Interviewing Do's and Don'ts
Your actions, words and attitudes often influence the way other people think about
you. What you do or don't do in the interview can make the difference in getting the
The following list of tips offers common sense guidelines for the interview and can
also be used in other parts of your job search.
Interviewing Tips/Attire PDF document
- DO arrive 10-15 minutes early to use the restroom, find offices, allow for any unexpected
traffic problems, and to RELAX.
- DO get a good night's sleep the night before to be mentally alert for the interview.
- DO express enthusiasm. Smile and offer a firm handshake upon meeting the interviewer
and other staff; speak clearly and directly, and vary the tone of your voice.
- DO remember and correctly pronounce the names of people you meet (or are speaking with
over the phone).
- DO use "please" and "thank you" when appropriate. This courtesy should be extended also
to your network and anyone else involved in your job search.

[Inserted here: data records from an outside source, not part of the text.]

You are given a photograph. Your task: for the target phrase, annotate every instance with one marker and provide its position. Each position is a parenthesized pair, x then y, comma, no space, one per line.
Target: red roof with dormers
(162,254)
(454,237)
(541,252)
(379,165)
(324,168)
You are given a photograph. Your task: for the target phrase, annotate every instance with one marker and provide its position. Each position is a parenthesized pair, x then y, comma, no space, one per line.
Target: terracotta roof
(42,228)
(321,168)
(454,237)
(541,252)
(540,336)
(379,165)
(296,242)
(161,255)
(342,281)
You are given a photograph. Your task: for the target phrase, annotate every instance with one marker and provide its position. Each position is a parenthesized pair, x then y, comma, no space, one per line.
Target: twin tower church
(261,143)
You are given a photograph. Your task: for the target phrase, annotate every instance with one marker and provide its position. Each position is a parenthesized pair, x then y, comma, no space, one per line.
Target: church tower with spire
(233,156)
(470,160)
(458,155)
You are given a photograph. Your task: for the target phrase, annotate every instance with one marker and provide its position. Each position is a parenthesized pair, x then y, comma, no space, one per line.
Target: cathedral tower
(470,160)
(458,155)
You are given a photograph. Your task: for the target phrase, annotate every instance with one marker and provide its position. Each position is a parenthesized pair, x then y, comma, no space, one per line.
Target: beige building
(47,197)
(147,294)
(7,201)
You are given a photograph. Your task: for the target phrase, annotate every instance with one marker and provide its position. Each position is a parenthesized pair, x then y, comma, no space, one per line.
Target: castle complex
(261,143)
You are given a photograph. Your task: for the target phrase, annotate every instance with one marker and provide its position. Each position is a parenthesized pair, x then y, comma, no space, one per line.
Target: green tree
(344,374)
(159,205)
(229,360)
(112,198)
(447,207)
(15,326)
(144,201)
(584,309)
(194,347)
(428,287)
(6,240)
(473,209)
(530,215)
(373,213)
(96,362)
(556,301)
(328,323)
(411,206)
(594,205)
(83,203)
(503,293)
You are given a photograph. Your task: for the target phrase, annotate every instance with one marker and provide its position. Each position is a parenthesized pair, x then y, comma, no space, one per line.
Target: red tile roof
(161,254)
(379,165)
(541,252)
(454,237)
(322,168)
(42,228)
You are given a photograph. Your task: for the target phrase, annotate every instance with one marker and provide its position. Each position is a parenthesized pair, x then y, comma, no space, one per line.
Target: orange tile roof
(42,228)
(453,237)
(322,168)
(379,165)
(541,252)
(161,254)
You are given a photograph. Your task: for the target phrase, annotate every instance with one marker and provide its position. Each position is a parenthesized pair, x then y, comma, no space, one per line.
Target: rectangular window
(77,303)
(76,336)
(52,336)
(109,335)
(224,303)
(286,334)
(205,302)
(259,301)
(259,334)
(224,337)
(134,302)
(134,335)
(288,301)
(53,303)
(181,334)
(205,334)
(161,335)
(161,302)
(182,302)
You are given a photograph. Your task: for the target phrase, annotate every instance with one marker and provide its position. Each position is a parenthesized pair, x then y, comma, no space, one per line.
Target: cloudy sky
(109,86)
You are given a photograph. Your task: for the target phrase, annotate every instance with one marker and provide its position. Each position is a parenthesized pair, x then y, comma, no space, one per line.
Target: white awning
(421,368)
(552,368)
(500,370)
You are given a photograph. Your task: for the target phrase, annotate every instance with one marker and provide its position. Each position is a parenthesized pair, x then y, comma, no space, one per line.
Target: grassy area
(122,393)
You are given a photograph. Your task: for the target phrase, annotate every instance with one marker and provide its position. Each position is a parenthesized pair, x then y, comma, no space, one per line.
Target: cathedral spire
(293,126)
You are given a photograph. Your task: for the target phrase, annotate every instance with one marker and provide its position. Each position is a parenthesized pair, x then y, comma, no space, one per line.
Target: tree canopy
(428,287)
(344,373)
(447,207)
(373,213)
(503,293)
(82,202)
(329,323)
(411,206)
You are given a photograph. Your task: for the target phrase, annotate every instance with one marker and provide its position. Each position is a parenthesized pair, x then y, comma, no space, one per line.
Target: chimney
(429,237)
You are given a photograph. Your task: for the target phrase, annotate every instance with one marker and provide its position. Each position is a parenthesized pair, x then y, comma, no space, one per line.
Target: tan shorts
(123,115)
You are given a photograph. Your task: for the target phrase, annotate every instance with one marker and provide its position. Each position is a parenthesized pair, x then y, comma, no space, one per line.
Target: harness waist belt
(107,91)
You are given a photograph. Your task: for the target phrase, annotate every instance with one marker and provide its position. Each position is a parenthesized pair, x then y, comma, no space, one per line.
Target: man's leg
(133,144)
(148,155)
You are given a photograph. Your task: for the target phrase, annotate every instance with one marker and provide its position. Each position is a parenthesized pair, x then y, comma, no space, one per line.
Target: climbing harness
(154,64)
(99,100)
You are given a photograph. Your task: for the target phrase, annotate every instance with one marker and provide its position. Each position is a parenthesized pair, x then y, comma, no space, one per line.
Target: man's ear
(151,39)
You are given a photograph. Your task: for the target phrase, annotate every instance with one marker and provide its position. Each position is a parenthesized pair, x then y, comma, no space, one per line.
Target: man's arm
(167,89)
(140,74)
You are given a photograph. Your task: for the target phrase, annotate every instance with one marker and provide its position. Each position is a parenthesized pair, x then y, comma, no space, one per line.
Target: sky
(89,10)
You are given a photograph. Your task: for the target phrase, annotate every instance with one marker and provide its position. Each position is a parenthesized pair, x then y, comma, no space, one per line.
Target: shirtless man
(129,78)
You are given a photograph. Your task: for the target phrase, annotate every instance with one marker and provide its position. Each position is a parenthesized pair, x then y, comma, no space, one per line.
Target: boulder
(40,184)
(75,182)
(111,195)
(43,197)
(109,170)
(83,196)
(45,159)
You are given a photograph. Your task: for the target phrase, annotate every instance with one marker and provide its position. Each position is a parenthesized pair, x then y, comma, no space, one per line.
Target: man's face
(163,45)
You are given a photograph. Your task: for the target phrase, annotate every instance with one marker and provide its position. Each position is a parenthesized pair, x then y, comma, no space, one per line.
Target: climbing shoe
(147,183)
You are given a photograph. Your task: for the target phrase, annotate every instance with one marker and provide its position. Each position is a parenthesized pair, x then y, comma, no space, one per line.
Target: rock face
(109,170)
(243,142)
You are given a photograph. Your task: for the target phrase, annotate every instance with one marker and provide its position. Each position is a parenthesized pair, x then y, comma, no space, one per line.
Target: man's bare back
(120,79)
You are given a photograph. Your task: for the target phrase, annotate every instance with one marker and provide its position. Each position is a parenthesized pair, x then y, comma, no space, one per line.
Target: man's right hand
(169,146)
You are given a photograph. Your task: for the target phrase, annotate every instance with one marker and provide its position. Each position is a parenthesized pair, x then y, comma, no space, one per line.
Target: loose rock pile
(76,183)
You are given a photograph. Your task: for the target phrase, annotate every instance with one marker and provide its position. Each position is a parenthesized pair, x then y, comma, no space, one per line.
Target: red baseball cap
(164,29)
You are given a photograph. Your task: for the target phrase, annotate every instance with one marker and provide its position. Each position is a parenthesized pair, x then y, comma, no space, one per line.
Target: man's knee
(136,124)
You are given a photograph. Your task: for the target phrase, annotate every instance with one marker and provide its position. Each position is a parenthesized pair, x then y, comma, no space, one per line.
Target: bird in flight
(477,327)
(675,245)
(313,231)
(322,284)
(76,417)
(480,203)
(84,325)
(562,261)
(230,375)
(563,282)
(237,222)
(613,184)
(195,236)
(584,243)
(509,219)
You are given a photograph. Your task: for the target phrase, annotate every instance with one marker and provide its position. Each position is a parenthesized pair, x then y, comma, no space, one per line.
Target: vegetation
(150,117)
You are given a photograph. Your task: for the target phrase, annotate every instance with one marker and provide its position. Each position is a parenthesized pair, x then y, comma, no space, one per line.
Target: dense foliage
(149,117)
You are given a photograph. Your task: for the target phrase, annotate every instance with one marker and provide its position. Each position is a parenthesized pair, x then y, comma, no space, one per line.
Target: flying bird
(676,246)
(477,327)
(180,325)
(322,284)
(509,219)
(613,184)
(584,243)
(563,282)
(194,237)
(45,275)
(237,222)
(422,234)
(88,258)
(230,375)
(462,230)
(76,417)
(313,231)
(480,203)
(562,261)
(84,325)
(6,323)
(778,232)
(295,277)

- DO sit up straight, maintain good eye contact, lean slightly forward in your chair.
Show a sincere and polite interest in the job as well as in the interviewer.

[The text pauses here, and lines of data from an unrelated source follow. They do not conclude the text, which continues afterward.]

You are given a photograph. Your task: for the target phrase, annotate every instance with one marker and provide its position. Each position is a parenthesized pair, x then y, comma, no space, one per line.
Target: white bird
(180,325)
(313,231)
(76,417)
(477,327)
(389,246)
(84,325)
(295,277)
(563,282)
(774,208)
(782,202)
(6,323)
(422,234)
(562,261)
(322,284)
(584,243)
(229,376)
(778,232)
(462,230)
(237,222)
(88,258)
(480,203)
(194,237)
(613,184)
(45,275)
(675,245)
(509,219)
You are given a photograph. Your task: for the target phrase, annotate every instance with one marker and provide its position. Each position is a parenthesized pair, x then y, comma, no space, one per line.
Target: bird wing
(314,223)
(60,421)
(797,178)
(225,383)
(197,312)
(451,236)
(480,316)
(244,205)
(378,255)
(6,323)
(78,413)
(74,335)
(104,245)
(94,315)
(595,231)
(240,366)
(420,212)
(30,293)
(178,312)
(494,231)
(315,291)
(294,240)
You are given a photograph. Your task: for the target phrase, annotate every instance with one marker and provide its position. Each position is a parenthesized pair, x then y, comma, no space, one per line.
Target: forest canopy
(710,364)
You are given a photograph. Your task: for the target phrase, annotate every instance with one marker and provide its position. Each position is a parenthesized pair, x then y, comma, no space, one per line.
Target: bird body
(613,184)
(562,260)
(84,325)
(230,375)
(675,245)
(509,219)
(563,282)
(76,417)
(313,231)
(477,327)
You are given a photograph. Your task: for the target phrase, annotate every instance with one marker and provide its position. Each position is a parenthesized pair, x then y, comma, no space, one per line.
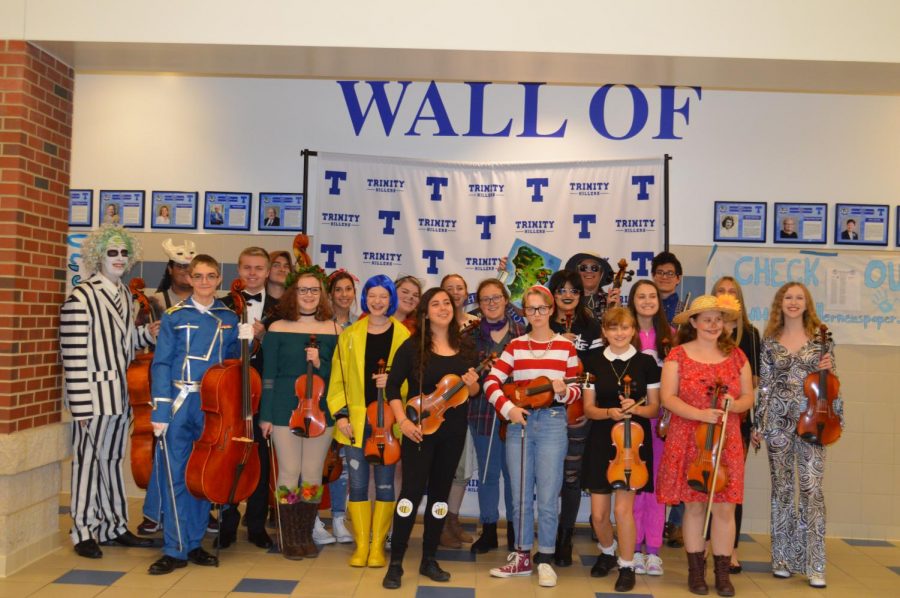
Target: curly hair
(93,250)
(422,336)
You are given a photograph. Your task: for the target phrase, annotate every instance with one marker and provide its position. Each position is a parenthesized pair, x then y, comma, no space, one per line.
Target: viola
(138,378)
(708,437)
(819,424)
(381,447)
(451,391)
(333,466)
(627,471)
(538,393)
(224,466)
(308,419)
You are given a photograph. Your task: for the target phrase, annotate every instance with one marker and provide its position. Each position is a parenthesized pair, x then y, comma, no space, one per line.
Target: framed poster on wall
(225,210)
(173,209)
(281,212)
(861,224)
(81,207)
(739,221)
(800,223)
(122,207)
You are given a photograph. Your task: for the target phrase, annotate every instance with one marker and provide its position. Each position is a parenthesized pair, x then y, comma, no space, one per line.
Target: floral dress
(681,450)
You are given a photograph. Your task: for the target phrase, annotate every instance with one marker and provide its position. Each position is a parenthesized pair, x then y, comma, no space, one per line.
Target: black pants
(427,467)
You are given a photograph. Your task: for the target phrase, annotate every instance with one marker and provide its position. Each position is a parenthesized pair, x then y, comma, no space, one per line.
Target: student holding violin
(790,354)
(702,375)
(303,340)
(354,385)
(536,448)
(435,364)
(623,376)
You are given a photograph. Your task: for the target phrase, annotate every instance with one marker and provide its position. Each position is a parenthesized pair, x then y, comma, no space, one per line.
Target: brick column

- DO answer interview questions completely.
- DO dress appropriately and appear well-groomed.
- DO come alone - Don't bring a relative or friend.
- DO practice answering difficult, illegal or "too personal" questions.
- DO get information about the company/organization ahead of time.
- DO talk about your qualifications rather than your need for the job.
- DO treat secretaries and receptionists politely - they are important allies.
- DO have some money with you. You may need to make a phone call or buy some coffee.
- DO listen to the interviewer. This will avoid asking questions about material that has
already been covered. Also, take time to clarify any questions you are asked that
you don't understand.
- DO indicate your interest in the job by saying, "I hope you will consider me for this
job", or "I am very interested in this position because…".
- DO thank the interviewer when the interview is over.
- DO jot down your impressions (after you leave) of the interview and what you might do
differently next time.
- DO follow-up the interview with a phone call or letter.
- DO ask questions in the interview.
- DON'T forget to bring an extra resume and list of references.
- DON'T ask questions about pay and benefits before you have a job offer.
- DON'T act as if you have to have this job no matter what.
- DON'T interrupt. If you have questions or need clarifications, wait for a logical break
in the conversation to speak.
- DON'T bring up personal matters (personal problems, financial matters, health issues).
- DON'T criticize former employers or co-workers.
- DON'T chew gum, smoke, play with your hair, or constantly adjust your clothes. These actions
are a definite distraction.
- DON'T read any papers or handle any item on the interviewer's desk.
- DON'T bring anything bulky to the interview such as books, shopping bags, or overly large
briefcases. A small notebook and pen, for note taking is acceptable.